2. You are useful, well, hopefully
Since now you’ve made the list, what next? Think of any skill that you can offer to fit in the dynamic travel industry. We all have skills that can be used and applied to different setups: from website designers to software engineers, sales to writing, basically anything that fits in the travel world. Try to discover the services that you can offer to tour operators and spam them with your CV.
3. Skills and Services:
- Writing: I started as a content writer with an adventure tour operator. My initial projects were about dreaming and writing descriptions for places I had never been to. Frequent travel wasn’t a part of my job; however, it helped me understand adventure travel as an industry, network better, and I gradually developed a flare for writing. This, in turn, helped me heaps in future. So even if your first travel job doesn’t make you Instagram famous, take it. At a later stage, you can start writing for travel websites, magazines and other portals. But the idea is to find somewhere, or rather any ground to set foot in the travel realm. Once you are there, extending your branches further is the next step.

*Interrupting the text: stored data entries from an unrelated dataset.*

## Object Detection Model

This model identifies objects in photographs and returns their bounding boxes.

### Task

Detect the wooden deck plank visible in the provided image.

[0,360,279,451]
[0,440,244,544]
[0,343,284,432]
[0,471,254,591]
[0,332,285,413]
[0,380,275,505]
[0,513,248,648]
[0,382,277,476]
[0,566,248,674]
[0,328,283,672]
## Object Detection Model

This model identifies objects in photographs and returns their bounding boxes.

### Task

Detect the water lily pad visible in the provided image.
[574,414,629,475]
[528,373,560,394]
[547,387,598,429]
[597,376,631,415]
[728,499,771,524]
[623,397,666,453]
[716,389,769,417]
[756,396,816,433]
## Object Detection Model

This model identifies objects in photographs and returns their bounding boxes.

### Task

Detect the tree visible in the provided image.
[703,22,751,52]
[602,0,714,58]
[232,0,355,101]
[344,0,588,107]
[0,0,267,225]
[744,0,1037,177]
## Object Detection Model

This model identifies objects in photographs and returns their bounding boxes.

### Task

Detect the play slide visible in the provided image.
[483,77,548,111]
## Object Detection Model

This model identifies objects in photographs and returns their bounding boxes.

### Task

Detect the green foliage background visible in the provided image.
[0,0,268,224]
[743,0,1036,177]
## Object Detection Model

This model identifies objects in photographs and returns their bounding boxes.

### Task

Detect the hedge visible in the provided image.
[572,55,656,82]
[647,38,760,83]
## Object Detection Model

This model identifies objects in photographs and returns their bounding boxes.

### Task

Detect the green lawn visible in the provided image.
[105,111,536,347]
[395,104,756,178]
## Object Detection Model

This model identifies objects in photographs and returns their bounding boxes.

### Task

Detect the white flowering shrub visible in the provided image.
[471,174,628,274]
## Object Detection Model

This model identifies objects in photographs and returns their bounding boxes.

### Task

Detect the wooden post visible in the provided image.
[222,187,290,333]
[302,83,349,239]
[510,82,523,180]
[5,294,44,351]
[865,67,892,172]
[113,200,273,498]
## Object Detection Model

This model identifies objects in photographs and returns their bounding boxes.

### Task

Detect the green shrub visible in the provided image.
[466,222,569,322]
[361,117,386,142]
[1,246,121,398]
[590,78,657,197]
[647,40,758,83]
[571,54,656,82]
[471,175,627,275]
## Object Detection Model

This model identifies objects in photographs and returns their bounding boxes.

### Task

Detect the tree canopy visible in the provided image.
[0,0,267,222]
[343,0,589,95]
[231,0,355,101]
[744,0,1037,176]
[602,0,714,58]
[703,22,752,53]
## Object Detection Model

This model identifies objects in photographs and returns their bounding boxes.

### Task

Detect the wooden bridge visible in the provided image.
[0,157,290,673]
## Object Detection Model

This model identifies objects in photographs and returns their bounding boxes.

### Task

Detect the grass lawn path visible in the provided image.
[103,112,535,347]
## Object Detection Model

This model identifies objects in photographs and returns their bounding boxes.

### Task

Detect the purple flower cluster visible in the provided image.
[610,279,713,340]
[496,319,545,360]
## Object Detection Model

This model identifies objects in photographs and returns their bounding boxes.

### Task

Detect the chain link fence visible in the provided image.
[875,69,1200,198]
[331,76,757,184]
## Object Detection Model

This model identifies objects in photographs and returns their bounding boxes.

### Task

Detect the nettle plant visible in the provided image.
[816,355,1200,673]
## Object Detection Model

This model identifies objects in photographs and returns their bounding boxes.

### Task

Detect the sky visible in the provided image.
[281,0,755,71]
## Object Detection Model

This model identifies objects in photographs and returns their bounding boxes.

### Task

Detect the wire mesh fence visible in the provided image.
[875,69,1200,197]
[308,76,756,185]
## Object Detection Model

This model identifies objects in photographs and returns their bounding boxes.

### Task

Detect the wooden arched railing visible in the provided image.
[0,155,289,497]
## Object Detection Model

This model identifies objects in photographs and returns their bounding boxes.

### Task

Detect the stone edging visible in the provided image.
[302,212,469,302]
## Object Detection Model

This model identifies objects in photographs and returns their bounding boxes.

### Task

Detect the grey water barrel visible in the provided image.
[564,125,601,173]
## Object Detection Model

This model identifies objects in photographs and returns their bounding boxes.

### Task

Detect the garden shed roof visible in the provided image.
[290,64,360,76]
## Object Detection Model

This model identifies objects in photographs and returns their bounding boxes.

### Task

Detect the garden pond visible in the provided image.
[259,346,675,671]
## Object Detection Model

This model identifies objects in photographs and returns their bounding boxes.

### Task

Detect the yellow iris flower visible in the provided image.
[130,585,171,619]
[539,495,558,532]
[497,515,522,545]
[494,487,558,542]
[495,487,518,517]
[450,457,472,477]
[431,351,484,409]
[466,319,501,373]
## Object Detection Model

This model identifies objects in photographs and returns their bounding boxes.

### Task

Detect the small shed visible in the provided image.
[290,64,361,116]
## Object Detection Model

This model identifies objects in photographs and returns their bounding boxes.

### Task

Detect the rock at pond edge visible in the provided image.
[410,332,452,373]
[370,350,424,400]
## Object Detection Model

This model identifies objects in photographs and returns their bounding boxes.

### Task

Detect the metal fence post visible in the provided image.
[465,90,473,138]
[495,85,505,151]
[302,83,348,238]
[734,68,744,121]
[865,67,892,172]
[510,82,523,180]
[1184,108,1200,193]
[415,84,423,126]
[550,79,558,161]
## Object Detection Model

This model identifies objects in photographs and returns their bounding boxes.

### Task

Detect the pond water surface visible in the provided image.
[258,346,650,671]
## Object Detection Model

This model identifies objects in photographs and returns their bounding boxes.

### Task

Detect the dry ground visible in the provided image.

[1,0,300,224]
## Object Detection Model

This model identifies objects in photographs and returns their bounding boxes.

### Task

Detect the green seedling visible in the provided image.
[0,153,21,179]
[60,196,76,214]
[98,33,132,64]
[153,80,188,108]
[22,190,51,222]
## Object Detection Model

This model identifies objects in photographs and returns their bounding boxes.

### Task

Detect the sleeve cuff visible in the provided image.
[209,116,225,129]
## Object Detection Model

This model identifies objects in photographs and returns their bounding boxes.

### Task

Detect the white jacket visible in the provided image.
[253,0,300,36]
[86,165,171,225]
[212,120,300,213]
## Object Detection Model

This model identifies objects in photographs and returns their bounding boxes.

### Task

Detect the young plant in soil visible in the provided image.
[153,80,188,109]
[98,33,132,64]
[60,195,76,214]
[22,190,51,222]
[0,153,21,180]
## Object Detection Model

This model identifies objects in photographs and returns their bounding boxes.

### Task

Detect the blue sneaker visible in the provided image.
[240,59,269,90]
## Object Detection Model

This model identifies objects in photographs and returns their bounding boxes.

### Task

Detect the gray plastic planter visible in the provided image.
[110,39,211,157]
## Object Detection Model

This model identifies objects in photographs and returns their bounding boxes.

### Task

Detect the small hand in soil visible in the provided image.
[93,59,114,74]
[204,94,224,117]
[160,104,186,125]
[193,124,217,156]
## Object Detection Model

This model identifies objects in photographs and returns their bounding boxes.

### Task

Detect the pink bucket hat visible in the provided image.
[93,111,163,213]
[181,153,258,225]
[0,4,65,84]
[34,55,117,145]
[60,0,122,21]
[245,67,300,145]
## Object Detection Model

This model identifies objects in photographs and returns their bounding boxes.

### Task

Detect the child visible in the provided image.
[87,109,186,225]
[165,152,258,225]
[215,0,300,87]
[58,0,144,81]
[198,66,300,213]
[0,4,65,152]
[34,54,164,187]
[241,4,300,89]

- Travel photography and videography: This has nothing to do with the romanticised version that Bollywood paints. You will shoot in all sorts of weather/time/places/hardships and spend some sweet time with patience—testing editing softwares. However, this will really place you be ahead in the game. All the travel companies are on a lookout for people who can document experiences. In the world we live in, sadly videos are more appealing than books and write-ups. Thus travel photography and videography can help you kickstart a career in travel. Take the initial few projects, even if they don’t pay well or at all. Keep building your portfolio, and you’ll get there.
- Blogging: Once you have enough travel content to display, get your website. There are several ways such as advertising and affiliating to barter or even earn through blogging.

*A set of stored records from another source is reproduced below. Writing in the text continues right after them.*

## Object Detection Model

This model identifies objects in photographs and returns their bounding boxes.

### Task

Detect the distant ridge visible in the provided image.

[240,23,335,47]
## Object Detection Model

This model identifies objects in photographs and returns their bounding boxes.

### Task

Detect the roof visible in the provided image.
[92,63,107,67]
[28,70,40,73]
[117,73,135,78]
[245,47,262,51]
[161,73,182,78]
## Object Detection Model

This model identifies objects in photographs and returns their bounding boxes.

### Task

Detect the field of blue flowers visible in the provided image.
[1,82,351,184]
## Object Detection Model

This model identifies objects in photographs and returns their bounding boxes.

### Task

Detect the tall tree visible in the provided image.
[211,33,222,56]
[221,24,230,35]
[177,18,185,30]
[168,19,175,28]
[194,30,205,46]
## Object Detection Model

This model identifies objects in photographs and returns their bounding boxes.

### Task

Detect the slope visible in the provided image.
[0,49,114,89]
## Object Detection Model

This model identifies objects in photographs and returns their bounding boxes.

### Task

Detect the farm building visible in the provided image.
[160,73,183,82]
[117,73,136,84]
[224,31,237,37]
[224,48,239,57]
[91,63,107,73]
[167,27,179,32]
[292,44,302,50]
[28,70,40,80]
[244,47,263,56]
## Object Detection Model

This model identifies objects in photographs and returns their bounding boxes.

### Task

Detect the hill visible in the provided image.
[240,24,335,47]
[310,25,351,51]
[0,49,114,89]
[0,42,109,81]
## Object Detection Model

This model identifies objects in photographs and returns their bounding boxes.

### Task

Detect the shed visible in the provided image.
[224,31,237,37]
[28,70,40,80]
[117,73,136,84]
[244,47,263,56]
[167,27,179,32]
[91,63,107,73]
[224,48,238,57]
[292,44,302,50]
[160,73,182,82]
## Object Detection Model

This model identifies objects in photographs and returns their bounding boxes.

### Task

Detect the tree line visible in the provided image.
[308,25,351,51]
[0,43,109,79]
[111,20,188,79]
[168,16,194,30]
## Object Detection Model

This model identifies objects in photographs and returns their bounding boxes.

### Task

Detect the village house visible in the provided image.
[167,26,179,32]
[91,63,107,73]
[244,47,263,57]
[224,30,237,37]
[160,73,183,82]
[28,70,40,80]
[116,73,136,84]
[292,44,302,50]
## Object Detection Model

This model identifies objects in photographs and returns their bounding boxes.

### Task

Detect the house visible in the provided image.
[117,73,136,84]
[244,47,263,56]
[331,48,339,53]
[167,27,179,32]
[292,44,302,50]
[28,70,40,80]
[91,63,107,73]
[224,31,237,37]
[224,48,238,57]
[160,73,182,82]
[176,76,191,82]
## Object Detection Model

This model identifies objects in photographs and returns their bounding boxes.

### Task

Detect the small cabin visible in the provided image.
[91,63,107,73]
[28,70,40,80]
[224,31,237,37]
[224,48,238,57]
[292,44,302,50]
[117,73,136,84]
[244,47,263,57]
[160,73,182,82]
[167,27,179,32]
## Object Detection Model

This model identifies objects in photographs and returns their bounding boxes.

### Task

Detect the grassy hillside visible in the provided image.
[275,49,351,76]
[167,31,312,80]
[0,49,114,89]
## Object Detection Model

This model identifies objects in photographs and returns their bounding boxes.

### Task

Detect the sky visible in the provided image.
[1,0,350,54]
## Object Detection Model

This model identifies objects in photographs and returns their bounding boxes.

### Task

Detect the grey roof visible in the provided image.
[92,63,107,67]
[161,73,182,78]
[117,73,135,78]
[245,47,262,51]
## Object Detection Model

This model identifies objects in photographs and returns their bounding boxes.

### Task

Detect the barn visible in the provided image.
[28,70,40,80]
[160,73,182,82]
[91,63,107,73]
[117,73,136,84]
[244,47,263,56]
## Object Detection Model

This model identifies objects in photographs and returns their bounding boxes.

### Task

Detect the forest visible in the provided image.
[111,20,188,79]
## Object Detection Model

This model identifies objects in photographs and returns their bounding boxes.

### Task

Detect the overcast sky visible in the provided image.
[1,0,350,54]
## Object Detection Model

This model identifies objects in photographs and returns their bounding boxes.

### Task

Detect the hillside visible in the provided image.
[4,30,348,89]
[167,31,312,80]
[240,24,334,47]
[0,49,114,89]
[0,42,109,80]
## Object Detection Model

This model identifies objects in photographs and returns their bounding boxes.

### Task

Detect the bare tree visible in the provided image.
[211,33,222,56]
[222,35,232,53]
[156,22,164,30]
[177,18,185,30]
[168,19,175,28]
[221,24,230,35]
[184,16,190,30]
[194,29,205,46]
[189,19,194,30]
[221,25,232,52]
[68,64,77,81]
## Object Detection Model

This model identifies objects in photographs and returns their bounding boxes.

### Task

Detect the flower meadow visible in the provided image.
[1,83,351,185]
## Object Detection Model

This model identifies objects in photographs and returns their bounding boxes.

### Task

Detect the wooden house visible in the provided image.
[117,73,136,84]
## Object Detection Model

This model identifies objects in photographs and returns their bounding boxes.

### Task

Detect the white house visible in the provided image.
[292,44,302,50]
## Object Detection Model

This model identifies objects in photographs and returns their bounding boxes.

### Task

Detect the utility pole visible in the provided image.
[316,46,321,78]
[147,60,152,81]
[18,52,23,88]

- Trip leader: He isn’t the cool tattooed guy. This could be anyone who knows a place well enough to lead a trip and manage folks. For those who are more inclined towards mountains, a certification from mountaineering schools will definitely be a big plus.

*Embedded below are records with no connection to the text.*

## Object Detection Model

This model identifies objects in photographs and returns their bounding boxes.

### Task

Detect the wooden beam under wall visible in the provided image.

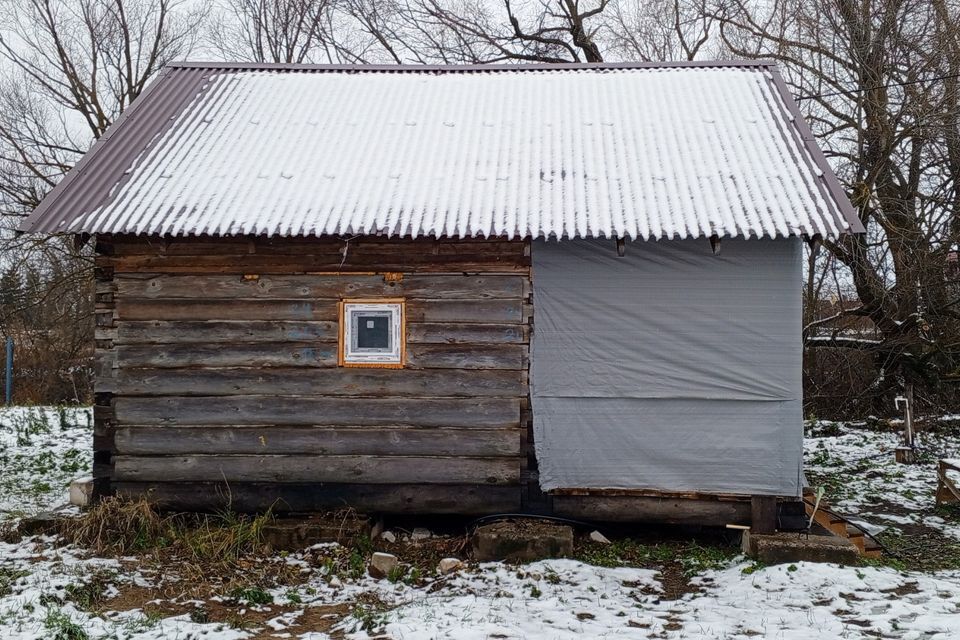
[552,495,752,526]
[114,482,522,515]
[751,495,778,534]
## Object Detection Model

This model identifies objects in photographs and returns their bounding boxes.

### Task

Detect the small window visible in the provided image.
[339,299,405,367]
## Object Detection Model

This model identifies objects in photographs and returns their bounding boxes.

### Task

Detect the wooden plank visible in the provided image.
[116,274,525,300]
[115,426,521,457]
[113,396,521,428]
[105,235,527,256]
[115,343,526,369]
[117,343,337,368]
[111,367,526,397]
[113,454,520,484]
[115,321,526,345]
[552,495,752,526]
[114,481,522,514]
[408,323,528,344]
[406,344,527,370]
[114,299,524,323]
[117,321,336,344]
[751,496,778,534]
[105,253,530,274]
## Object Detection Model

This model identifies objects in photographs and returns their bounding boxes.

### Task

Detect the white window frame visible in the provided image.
[339,299,405,367]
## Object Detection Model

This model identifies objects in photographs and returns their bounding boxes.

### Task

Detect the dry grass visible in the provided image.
[61,496,273,564]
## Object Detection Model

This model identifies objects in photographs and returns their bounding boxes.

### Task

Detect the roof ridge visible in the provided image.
[167,60,776,73]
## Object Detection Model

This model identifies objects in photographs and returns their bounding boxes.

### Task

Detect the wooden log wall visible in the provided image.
[94,234,531,514]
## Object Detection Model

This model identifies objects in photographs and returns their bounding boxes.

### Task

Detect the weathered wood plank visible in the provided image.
[114,299,524,323]
[114,321,527,345]
[115,343,526,370]
[406,344,527,370]
[116,274,525,300]
[551,495,752,526]
[114,396,521,428]
[110,367,526,397]
[113,454,520,484]
[115,426,521,457]
[117,343,336,368]
[104,235,527,256]
[104,253,529,274]
[409,323,528,344]
[114,482,522,514]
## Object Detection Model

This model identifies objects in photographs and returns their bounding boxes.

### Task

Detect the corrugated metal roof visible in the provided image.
[19,61,862,239]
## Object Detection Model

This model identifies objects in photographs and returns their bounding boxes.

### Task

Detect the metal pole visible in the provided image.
[905,382,915,450]
[4,337,12,405]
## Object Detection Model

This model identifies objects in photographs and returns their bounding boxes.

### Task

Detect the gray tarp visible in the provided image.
[531,238,803,496]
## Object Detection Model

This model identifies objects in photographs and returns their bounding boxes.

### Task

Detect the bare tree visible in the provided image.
[0,0,204,404]
[0,0,204,221]
[716,0,960,413]
[336,0,612,64]
[605,0,716,61]
[210,0,338,63]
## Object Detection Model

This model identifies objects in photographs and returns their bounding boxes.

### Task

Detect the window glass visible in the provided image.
[353,312,391,350]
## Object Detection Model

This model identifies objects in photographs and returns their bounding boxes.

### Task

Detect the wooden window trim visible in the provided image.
[338,298,406,369]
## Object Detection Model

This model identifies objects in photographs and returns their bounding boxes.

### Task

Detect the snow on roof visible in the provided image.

- Sales: Several travel companies, will be happy to sponsor your trip if you bring more people on the table. For instance, I wanted to trek to the Kanchendzonga Base Camp, rather than spending a whopping sum of amount, I contacted the local tour operators and offered them, ten clients, in return, they sponsored my trip. Last year, I organised a trip and sponsored two folks who helped me with more clients.
4. More skills
This traveller friend, handpicks homestays or resorts, based on the location he wants to travel. For instance, he wanted to spend his last summer in Nepal. He picked up the job of a lodge manager and jolly well fulfilled his dream. What’s more, he even earned some for his upcoming adventures. Another inspiring example— this fellow traveller I met in Goa. She is a graffiti artist. She reaches out to resorts and homestays with her cool graffiti samples and travels all around the world painting it even more beautiful.
5. Audience matters
Apart from trading skills, it is advisable to network well and create an engaging client and audience base. One does not become a travel influencer overnight. So while you are travelling, create social media profiles that help your work reach a greater audience. It takes time, but this is exactly what helps you build your brand and be the king of networking. Once you have a decent following on social media, it is easy to approach travel operators to sponsor your trips. One of the most effective ways of building an audience is travel documentation and creating a regular hullabaloo about your travel stories and real-life experiences.
6. Barter and the rise of Volunteer Tourism in India
I have this wonderful friend, who loves farming and travelling. She explores off the grid locations by working in farms and living with locals. For income, she runs an active Instagram page that deals in organic farm products. Think about this; there are two important things happening here— One, she is travelling and being hosted by farmers. Two, she is promoting local farmers by helping them sell their products.
So I am saying, you don’t need money to travel. You need contacts. For now, these are some of the ways, to enjoy the perks of sponsored travel and even earn while on the go. I am sure there are more. Let’s keep exploring them and keep travelling.